Structure of compensation fund
Structure of compensation fund In the wee hours of Sunday, countries agreed to set up a new funding window to pay for loss and damage, but with many caveats attached to this fund.
- The fund will only support countries most vulnerable to climate change.
- It might not include India.
- Funding will come from both developed countries and a “mosaic” of sources, including the private sector and philanthropies.
Considering that wealthy countries have never met their financial commitment; one is sceptical of this fund’s ability to help developing countries.
Nevertheless, it is a big deal that the principle of compensating countries for climate disasters has been recognised. From now on, a certain “liability” will be put on big polluters and they will be under a moral, if not legal, obligation to support vulnerable countries.
Holdouts on oil and gas
It is tragic but a reality that it has taken 30 years for countries to realise that phasing down andultimately phasing out all fossil fuels is the most important factor to limit global warming. And it was India that set in motion the discussion to phase down all fossil fuels.
Last year at Glasgow, while countries agreed to phase down coal power to limit global warming, they kept silent on oil and gas due to pressure from big oil and gas-dependent economies, including the US and EU.

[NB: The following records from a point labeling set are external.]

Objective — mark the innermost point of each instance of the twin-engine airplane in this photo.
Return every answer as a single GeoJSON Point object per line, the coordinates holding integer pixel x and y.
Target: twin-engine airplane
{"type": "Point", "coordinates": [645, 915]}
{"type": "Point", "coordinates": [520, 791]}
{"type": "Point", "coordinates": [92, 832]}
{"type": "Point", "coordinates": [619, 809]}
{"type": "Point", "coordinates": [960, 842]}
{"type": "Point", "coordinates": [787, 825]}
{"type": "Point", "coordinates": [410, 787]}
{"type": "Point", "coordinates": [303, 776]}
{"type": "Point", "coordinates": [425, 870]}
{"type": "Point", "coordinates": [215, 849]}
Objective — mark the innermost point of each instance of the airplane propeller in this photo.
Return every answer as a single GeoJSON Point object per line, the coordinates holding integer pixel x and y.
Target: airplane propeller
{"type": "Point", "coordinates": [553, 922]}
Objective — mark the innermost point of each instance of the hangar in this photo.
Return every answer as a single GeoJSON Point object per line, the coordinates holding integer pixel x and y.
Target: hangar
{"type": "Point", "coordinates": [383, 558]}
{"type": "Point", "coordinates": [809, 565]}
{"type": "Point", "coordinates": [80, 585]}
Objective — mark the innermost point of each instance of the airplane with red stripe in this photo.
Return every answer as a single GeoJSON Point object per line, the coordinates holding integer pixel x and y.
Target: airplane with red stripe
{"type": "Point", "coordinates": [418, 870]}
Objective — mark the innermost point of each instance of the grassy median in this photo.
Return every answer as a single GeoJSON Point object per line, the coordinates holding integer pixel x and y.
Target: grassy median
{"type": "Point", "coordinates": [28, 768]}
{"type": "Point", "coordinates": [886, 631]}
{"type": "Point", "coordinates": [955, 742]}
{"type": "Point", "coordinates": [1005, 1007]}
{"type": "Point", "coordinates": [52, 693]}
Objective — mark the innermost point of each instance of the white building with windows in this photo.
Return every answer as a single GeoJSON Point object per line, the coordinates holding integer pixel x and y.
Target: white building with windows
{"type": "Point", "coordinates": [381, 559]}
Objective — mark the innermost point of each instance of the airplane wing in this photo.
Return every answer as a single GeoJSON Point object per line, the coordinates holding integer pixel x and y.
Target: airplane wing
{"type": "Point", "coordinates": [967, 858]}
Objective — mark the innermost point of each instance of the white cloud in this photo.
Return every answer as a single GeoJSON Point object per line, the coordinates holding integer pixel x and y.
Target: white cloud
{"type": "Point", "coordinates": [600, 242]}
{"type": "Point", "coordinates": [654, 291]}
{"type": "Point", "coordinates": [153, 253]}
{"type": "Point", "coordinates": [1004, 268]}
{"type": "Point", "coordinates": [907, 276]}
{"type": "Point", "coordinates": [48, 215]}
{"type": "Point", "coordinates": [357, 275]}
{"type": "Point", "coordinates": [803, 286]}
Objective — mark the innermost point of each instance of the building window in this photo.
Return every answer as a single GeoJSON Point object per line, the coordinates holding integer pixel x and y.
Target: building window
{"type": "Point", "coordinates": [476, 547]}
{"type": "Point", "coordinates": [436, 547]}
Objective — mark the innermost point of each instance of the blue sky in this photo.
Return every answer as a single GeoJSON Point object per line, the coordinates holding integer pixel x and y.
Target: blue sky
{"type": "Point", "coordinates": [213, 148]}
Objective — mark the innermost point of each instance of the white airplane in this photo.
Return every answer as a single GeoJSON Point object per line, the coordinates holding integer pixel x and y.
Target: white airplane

All the studies indicate that controlling global warming requires action on all fossil fuels, not just coal. This point was forcefully made by India and ultimately supported by nearly 80 countries, including the US and EU. But Russia and Saudi Arabia vehemently opposed the inclusion of oil and gas, and therefore it was not included in the final decision. Nevertheless, Sharm El-Sheikh has set in motion the need to phase out all fossil fuels, and it is a matter of time before this is accepted in a future COP.
Upending developed vs developing
The negotiations around loss and damage also unravelled the traditional classification of developed and developing countries, as outlined in the 1992 convention. The question of who should pay for loss and damage brought focus to China, the largest current emitter and second-largest historical emitter of GHGs.
China prefers to be called a developing country in the climate negotiations, which was questioned by many countries. The same applied to newly wealthy countries like Saudi Arabia, South Korea and Singapore.
Developed countries always wanted to upend the classification. At COP27, they got the support of many small island states and LDCs to do so. While the final text has not clearly mentioned the larger role of emerging economies, it is pretty clear that from now on, countries like China will find it challenging to avoid greater responsibility for the climate crisis. There will also be pressure on India to contribute more, as it is traditionally bracketed with China at the UNFCCC.
Implementation through a just transition
Just transition, the socio-economic impact of phasing down fossil fuels, has emerged as an important agenda at COP27. Mid-way through the COP, a $20 billion deal was struck between Indonesia and G7 countries at the G20 meeting in Bali to phase down coal use in Indonesia in a just manner.
Called Just Energy Transition Partnership (JET-P), a similar deal worth $8.5 billion was signed between South Africa and G7 last year. A JET-P deal was offered to India, which it rightly postponed for future negotiations.
Overall, the outcome of COP27 is not so much in words as it is in the direction the international negotiations are moving in. For India, it is important to recognise these decisive shifts and develop a negotiating strategy that is good for the country and the planet. India did quite well at Sharm El-Sheikh by proposing the phasing down of all fossils, supporting developing countries on loss and damage, and releasing its Long-Term Low Emission Development Strategy. Now is the time for the country to relook at its negotiating position that will advance the development and climate agenda together.